Ollama Provider
Run AI models locally on your machine with Ollama. No API key required. Completely free. Your code never leaves your machine.
Why Ollama?
- Free – no API costs, no rate limits, no usage tracking
- Private – all inference happens locally; ideal for proprietary code
- Offline – works without an internet connection (air-gapped deployments)

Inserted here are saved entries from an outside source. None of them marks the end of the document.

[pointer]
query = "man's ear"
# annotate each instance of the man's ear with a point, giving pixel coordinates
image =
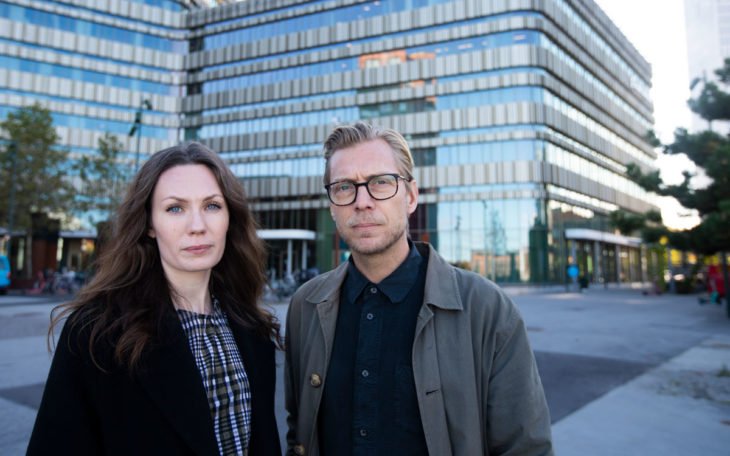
(412, 196)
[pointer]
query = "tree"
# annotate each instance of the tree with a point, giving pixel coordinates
(102, 177)
(31, 158)
(34, 167)
(710, 151)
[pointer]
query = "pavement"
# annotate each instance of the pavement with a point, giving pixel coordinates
(624, 373)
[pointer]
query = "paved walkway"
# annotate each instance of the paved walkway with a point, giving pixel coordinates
(625, 374)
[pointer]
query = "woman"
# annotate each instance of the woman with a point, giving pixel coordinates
(166, 351)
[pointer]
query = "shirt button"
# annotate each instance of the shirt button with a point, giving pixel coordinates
(315, 380)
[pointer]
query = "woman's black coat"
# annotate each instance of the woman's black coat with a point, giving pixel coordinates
(160, 409)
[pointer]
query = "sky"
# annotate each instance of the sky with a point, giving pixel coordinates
(657, 30)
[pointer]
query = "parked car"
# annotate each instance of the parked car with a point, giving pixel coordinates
(4, 274)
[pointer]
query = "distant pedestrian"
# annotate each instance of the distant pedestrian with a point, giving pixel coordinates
(396, 352)
(166, 350)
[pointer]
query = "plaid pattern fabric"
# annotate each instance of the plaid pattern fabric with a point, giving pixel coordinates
(224, 377)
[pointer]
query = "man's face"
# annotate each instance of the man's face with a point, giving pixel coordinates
(370, 226)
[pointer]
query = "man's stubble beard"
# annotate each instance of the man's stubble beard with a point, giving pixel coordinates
(391, 239)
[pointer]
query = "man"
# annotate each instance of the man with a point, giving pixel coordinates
(396, 352)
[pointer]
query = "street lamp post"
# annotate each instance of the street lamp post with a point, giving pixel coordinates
(137, 128)
(13, 152)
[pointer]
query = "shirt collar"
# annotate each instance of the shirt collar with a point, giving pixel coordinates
(396, 286)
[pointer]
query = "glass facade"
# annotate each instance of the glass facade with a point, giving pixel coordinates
(92, 69)
(521, 121)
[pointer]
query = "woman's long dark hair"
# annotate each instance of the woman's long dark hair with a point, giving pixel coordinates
(129, 295)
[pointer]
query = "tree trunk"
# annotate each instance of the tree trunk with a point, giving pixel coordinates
(28, 273)
(723, 259)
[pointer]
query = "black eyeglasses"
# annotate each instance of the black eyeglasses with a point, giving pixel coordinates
(382, 187)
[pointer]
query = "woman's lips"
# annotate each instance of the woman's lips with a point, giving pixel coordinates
(198, 249)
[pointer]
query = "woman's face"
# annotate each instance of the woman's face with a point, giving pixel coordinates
(189, 221)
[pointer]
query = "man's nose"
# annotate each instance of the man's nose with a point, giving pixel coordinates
(363, 200)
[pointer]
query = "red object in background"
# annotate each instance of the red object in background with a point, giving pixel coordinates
(714, 280)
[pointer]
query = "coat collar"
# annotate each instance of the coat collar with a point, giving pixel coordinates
(169, 375)
(441, 289)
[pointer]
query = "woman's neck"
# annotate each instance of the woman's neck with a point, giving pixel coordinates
(192, 294)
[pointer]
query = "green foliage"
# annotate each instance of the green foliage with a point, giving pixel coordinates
(709, 151)
(102, 177)
(30, 157)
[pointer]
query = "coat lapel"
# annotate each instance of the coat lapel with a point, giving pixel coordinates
(169, 374)
(258, 359)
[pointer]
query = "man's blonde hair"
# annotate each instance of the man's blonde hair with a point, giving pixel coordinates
(346, 136)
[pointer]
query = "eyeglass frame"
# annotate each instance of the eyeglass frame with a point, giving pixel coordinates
(365, 184)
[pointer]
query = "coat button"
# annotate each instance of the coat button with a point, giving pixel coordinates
(316, 381)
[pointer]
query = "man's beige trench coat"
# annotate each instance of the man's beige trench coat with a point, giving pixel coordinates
(476, 379)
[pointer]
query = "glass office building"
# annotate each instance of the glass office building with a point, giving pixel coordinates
(521, 115)
(93, 64)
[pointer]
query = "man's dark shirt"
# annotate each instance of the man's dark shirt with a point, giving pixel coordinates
(369, 404)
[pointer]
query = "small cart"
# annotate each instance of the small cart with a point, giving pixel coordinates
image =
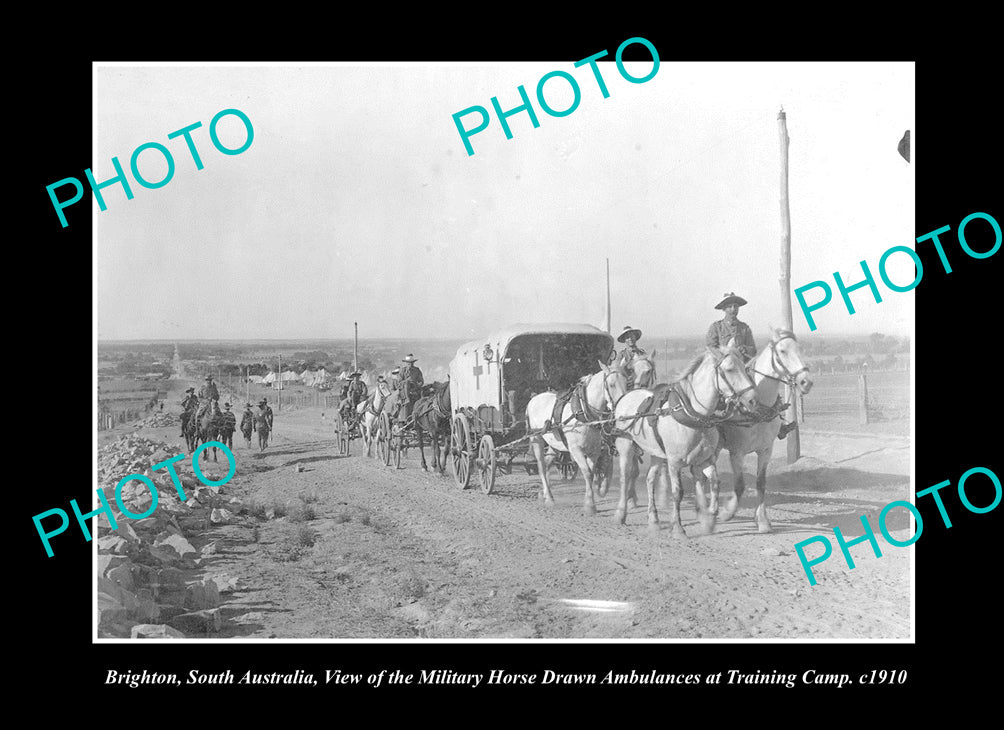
(493, 379)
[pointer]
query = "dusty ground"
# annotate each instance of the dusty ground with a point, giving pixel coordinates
(369, 551)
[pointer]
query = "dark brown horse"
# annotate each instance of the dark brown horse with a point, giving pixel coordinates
(433, 414)
(208, 427)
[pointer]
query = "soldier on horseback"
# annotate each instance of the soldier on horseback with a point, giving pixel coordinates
(630, 336)
(411, 386)
(189, 405)
(730, 326)
(247, 424)
(228, 424)
(720, 332)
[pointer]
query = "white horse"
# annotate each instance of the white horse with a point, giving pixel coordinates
(672, 444)
(644, 370)
(369, 411)
(582, 439)
(777, 363)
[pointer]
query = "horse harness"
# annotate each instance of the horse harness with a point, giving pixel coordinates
(769, 413)
(575, 397)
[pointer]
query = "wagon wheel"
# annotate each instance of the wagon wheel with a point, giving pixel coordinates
(486, 464)
(460, 439)
(384, 439)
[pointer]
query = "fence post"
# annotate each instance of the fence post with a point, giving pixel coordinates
(862, 398)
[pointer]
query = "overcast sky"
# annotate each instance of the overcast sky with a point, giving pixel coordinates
(357, 202)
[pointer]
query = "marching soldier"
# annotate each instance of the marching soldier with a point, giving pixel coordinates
(268, 413)
(188, 406)
(207, 394)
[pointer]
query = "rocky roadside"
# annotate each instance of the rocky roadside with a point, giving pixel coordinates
(151, 579)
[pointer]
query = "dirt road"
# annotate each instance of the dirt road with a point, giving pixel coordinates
(365, 550)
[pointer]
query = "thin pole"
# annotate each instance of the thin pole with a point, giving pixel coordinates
(607, 296)
(794, 444)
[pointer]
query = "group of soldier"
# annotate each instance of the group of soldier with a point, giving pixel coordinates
(407, 380)
(196, 406)
(719, 334)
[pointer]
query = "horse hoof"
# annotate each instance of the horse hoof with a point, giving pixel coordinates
(708, 523)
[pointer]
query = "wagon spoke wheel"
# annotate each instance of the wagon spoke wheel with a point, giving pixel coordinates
(460, 439)
(384, 439)
(486, 464)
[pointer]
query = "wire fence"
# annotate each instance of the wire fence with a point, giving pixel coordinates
(847, 400)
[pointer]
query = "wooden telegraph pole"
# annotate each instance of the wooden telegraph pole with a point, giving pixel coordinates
(608, 323)
(794, 445)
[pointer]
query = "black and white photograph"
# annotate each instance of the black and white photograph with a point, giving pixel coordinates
(451, 376)
(612, 349)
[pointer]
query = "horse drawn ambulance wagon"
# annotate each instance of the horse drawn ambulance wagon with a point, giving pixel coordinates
(493, 379)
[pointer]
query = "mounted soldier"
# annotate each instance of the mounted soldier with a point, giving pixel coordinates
(189, 405)
(411, 386)
(228, 424)
(730, 325)
(247, 424)
(629, 336)
(207, 394)
(720, 332)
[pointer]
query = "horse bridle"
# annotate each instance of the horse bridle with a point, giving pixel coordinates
(778, 366)
(719, 378)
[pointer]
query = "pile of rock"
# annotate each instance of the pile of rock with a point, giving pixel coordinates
(148, 584)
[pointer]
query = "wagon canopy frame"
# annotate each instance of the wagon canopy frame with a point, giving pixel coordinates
(546, 355)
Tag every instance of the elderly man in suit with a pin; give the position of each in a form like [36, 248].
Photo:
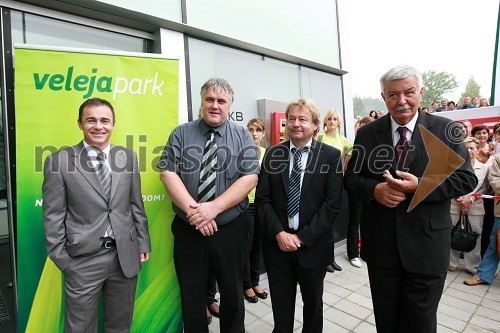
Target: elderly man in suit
[95, 225]
[298, 197]
[407, 250]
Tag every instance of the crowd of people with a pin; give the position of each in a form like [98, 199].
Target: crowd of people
[236, 201]
[467, 103]
[483, 214]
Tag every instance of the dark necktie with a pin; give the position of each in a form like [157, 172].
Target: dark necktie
[206, 189]
[401, 147]
[294, 184]
[104, 177]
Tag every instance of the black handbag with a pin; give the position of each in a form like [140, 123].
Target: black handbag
[462, 237]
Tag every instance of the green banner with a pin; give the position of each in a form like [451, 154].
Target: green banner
[50, 85]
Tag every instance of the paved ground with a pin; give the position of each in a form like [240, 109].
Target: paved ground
[348, 306]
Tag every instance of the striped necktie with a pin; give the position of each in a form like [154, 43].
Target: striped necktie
[401, 147]
[294, 184]
[206, 189]
[104, 177]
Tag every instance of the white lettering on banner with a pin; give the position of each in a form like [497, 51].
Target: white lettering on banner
[155, 197]
[138, 86]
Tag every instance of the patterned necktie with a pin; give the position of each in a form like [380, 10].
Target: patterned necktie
[401, 147]
[206, 190]
[104, 177]
[294, 184]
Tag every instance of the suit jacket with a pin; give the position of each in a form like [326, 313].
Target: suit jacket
[75, 208]
[320, 200]
[420, 238]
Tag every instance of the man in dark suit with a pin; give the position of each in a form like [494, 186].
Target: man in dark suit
[208, 168]
[297, 204]
[407, 252]
[95, 225]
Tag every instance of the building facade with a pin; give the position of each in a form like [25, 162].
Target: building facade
[271, 52]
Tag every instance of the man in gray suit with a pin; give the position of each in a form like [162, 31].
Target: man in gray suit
[95, 225]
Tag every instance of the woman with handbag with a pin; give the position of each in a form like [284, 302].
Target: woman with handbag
[488, 267]
[468, 205]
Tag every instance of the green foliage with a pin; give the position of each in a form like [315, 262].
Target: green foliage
[437, 84]
[471, 89]
[363, 105]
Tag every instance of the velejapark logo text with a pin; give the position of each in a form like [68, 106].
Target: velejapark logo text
[72, 80]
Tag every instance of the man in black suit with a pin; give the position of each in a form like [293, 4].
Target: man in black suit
[298, 203]
[407, 252]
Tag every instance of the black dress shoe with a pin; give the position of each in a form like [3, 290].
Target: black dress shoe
[251, 299]
[262, 295]
[214, 310]
[209, 319]
[336, 266]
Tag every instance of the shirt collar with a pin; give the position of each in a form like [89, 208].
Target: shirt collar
[308, 145]
[221, 129]
[93, 152]
[410, 125]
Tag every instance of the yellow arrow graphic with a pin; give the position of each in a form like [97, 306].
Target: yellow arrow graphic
[443, 161]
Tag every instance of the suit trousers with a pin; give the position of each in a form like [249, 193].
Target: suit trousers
[253, 257]
[283, 279]
[472, 259]
[355, 208]
[195, 256]
[84, 278]
[404, 301]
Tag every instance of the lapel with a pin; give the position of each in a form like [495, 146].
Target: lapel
[83, 164]
[285, 165]
[383, 135]
[117, 161]
[417, 142]
[312, 162]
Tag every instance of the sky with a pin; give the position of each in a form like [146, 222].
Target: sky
[455, 36]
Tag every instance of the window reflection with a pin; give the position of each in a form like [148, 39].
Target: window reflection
[34, 29]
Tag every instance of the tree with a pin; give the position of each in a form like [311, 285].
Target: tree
[471, 89]
[358, 106]
[363, 105]
[437, 84]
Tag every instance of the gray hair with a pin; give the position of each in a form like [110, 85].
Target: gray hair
[218, 83]
[399, 73]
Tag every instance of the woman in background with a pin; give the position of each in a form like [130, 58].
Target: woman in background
[473, 208]
[485, 148]
[251, 270]
[331, 126]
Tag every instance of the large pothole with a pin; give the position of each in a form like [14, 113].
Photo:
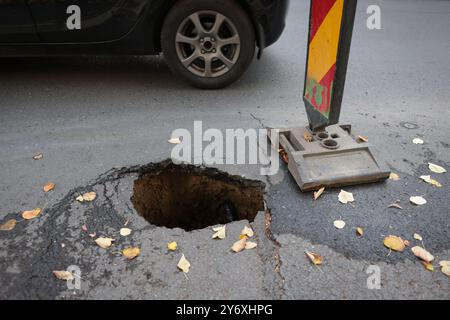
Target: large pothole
[189, 197]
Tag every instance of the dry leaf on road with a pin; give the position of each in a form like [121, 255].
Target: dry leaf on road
[49, 187]
[394, 243]
[393, 176]
[63, 275]
[339, 224]
[131, 253]
[418, 201]
[172, 246]
[360, 231]
[175, 141]
[318, 193]
[184, 265]
[250, 245]
[431, 181]
[8, 225]
[247, 232]
[238, 246]
[435, 168]
[314, 258]
[220, 232]
[345, 197]
[104, 243]
[125, 232]
[28, 215]
[423, 254]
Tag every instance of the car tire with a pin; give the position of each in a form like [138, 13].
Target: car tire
[209, 43]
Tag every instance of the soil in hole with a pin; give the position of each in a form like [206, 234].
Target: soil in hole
[189, 197]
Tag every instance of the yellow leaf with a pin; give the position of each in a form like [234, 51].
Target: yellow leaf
[38, 156]
[314, 258]
[393, 176]
[238, 246]
[125, 232]
[318, 193]
[220, 233]
[28, 215]
[394, 243]
[172, 246]
[436, 169]
[184, 265]
[63, 275]
[423, 254]
[247, 232]
[345, 197]
[131, 253]
[104, 243]
[250, 245]
[360, 231]
[8, 225]
[418, 201]
[428, 266]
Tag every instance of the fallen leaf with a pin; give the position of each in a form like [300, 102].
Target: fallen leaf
[345, 197]
[238, 246]
[423, 254]
[308, 137]
[28, 215]
[125, 232]
[175, 141]
[172, 246]
[428, 266]
[418, 201]
[250, 245]
[436, 169]
[395, 205]
[247, 232]
[394, 243]
[431, 181]
[49, 187]
[318, 193]
[131, 253]
[314, 258]
[104, 243]
[220, 232]
[8, 225]
[393, 176]
[360, 231]
[339, 224]
[63, 275]
[363, 139]
[184, 265]
[38, 156]
[417, 237]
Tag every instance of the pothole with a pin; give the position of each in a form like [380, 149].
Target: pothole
[189, 197]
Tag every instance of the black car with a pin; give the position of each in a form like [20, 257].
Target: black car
[210, 43]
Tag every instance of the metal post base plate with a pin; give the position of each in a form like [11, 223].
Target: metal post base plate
[331, 158]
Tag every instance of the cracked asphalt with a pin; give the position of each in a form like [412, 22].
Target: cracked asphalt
[100, 121]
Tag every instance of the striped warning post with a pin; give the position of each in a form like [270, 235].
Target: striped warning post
[324, 32]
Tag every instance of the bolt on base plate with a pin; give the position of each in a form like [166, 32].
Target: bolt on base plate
[330, 158]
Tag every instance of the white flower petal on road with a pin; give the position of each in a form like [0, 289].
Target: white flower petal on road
[435, 168]
[345, 197]
[418, 200]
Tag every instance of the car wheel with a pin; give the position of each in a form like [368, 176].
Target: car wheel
[209, 43]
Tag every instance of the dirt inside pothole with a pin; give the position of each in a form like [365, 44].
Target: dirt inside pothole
[189, 197]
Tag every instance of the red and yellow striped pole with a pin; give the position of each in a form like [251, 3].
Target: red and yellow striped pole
[331, 25]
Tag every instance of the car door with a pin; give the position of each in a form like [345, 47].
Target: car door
[16, 22]
[78, 21]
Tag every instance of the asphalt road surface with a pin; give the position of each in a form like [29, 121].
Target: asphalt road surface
[99, 120]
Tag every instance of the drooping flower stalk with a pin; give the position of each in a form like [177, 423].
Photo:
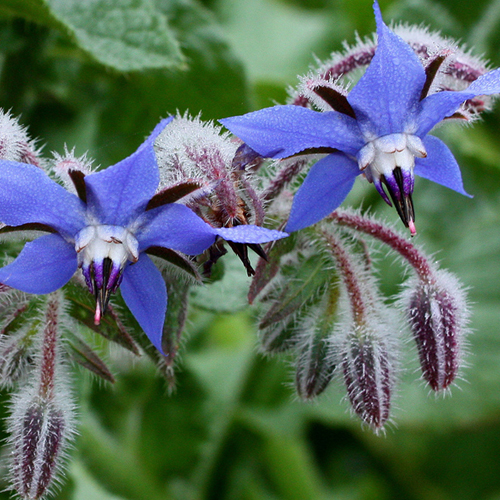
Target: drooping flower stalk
[41, 419]
[434, 303]
[367, 359]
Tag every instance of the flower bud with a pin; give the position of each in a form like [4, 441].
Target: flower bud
[437, 313]
[40, 423]
[369, 377]
[38, 442]
[315, 361]
[15, 143]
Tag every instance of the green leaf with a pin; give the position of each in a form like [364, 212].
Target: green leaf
[126, 35]
[227, 295]
[85, 485]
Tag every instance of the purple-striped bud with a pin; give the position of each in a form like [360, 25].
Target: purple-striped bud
[38, 442]
[438, 316]
[368, 369]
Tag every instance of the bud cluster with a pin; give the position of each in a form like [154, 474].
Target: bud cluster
[449, 66]
[328, 313]
[41, 421]
[216, 173]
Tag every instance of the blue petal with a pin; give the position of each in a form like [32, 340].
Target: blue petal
[324, 189]
[249, 234]
[27, 195]
[119, 193]
[283, 131]
[389, 91]
[440, 165]
[177, 227]
[436, 107]
[144, 291]
[43, 266]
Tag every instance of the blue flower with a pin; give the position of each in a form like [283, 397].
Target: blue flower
[380, 129]
[107, 231]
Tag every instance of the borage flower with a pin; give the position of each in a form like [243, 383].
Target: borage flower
[379, 129]
[107, 230]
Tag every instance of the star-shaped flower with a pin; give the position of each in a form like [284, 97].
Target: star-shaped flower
[380, 129]
[107, 231]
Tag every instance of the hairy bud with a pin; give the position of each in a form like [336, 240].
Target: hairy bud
[15, 143]
[41, 417]
[369, 377]
[37, 444]
[438, 316]
[315, 362]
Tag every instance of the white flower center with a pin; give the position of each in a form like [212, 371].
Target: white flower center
[96, 243]
[385, 153]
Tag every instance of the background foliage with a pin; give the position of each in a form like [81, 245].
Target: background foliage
[98, 75]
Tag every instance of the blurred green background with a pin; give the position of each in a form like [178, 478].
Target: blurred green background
[98, 75]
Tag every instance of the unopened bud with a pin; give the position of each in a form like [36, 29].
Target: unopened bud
[315, 362]
[15, 143]
[438, 315]
[369, 377]
[37, 446]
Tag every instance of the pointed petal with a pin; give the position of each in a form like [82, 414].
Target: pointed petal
[282, 131]
[389, 91]
[249, 234]
[28, 194]
[324, 189]
[436, 107]
[117, 194]
[177, 227]
[43, 266]
[440, 166]
[144, 291]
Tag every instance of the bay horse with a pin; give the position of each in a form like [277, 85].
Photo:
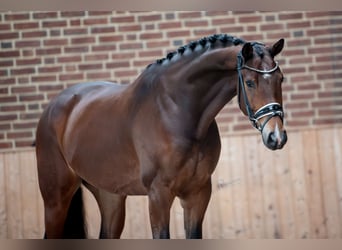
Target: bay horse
[156, 136]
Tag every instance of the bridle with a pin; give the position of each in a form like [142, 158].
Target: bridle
[269, 110]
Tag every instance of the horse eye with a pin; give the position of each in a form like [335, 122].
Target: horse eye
[250, 83]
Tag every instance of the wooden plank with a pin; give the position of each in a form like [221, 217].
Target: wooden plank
[92, 214]
[254, 185]
[300, 200]
[338, 166]
[313, 184]
[177, 220]
[284, 197]
[328, 171]
[223, 191]
[137, 224]
[3, 201]
[240, 204]
[13, 196]
[212, 221]
[271, 207]
[29, 196]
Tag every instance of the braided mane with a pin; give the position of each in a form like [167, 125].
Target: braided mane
[224, 39]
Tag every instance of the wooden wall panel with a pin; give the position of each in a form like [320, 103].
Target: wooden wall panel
[257, 193]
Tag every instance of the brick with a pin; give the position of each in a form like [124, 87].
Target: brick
[69, 59]
[149, 18]
[5, 26]
[97, 30]
[99, 13]
[190, 14]
[96, 57]
[6, 64]
[126, 73]
[250, 19]
[204, 32]
[197, 23]
[229, 30]
[290, 16]
[90, 66]
[68, 77]
[72, 13]
[223, 21]
[95, 21]
[24, 143]
[111, 38]
[81, 40]
[130, 46]
[44, 15]
[180, 33]
[170, 25]
[17, 16]
[8, 117]
[297, 25]
[49, 51]
[123, 55]
[160, 44]
[31, 97]
[50, 69]
[30, 116]
[34, 34]
[75, 31]
[124, 19]
[98, 75]
[114, 65]
[26, 25]
[21, 71]
[107, 47]
[129, 28]
[76, 49]
[20, 90]
[150, 53]
[56, 42]
[16, 135]
[8, 99]
[6, 145]
[9, 35]
[151, 35]
[46, 78]
[54, 24]
[29, 43]
[12, 108]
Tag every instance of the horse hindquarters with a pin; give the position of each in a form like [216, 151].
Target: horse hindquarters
[60, 188]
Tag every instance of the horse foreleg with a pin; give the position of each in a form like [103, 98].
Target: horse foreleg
[195, 205]
[112, 210]
[160, 201]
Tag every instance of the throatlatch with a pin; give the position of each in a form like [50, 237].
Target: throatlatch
[270, 110]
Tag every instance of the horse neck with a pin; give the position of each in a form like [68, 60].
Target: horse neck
[196, 89]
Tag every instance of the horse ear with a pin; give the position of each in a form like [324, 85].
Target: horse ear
[277, 47]
[247, 51]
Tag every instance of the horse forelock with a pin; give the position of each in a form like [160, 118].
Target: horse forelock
[224, 40]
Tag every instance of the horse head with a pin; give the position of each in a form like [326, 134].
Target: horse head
[260, 91]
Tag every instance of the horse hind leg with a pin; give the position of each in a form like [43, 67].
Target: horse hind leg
[195, 206]
[113, 212]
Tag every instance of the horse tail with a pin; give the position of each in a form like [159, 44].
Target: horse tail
[74, 227]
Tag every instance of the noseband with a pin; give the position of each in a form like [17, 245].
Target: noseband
[269, 110]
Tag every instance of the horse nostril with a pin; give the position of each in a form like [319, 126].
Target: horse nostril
[284, 138]
[272, 140]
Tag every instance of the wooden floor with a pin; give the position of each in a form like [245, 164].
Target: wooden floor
[257, 193]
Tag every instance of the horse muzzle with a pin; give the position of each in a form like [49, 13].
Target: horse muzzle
[273, 136]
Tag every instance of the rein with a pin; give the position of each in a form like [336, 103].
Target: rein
[269, 110]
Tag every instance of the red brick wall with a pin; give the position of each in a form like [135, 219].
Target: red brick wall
[45, 52]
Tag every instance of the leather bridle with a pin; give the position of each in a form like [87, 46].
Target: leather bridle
[269, 110]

- Fast startup – models load in seconds on modern hardware
Installation
macOS:
brew install ollama
Linux:
curl -fsSL https://ollama.ai/install.sh | sh
Docker:
docker run -d -v ollama:/root/.ollama -p 11434:11434 --name ollama ollama/ollama
Verify installation:
ollama --version
Pull a Model
# Recommended for coding
ollama pull qwen3-coder
# Popular alternatives
ollama pull llama3.2
ollama pull codellama:34b
ollama pull deepseek-coder-v2:16b
Recommended Models for Coding
| Model | Size | Quality | Speed | Best for |
|---|---|---|---|---|
qwen3-coder |
480B (cloud) | Excellent | Fast | General coding (VibeCody default) |
llama3.2:70b |
40 GB | Very good | Medium | Complex reasoning, refactoring |
llama3.2:8b |
4.7 GB | Good | Very fast | Quick tasks, completions |
deepseek-coder-v2:16b |
9 GB | Very good | Fast | Code generation, debugging |
codellama:34b |
19 GB | Good | Medium | Code-specific tasks |
codellama:7b |
3.8 GB | Fair | Very fast | Low-memory machines |
qwen2.5-coder:7b |
4.4 GB | Good | Very fast | Balanced quality/speed |
starcoder2:15b |
9 GB | Good | Fast | Code completion |
Minimum RAM: 8 GB for 7B models, 16 GB for 13-16B models, 64 GB for 70B models.
Configure VibeCody
Option 1: Environment variable (override API URL)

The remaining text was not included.